A joint study between Foretell Reality and Yale School of Medicine that compares VR support groups for cancer patients to traditional group therapy is starting to show some promising results according to a recent article published by MJH Life Sciences.
Ranging in age from 13-30 years old, patients have the ability to share their experiences in a safe and accessible setting without the need to travel back and forth to hospitals where they may be susceptible to infection, physical discomfort, and social unease.
Early indications are that the benefits above, as well as the option to remain anonymous, may reduce levels of anxiety and depression creating more open and meaningful interactions and communication between participants.

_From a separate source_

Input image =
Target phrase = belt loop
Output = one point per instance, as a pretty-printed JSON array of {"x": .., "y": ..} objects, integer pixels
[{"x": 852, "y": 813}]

VR support groups also open the door to patients in underserved rural areas where travel is prohibitive and the lack of local groups can cause a feeling of isolation during a time when connection can be vital to the healing process.
Foretell Reality GM Dror Goldberg sees this study as the beginning of a paradigm shift in how VR is viewed. “There is plenty of news and case studies about VR and gaming and VR for the enterprise, but we are most interested in the ability for VR to facilitate real human connection by lowering physical and social barriers to one-to-one and group interactions. Seeing the early results of this study is exciting and a great motivator to continue to improve and add additional tools to the social experience in VR for support and therapy patients of all ages.”
As behavioral tele-health gains traction and the accessibility of VR continues to rise, studies like this one should propel large health organizations and insurers to offer VR solutions, like those from Foretell Reality, to patients who would benefit from an experience that is more lifelike and interactive than video or chat.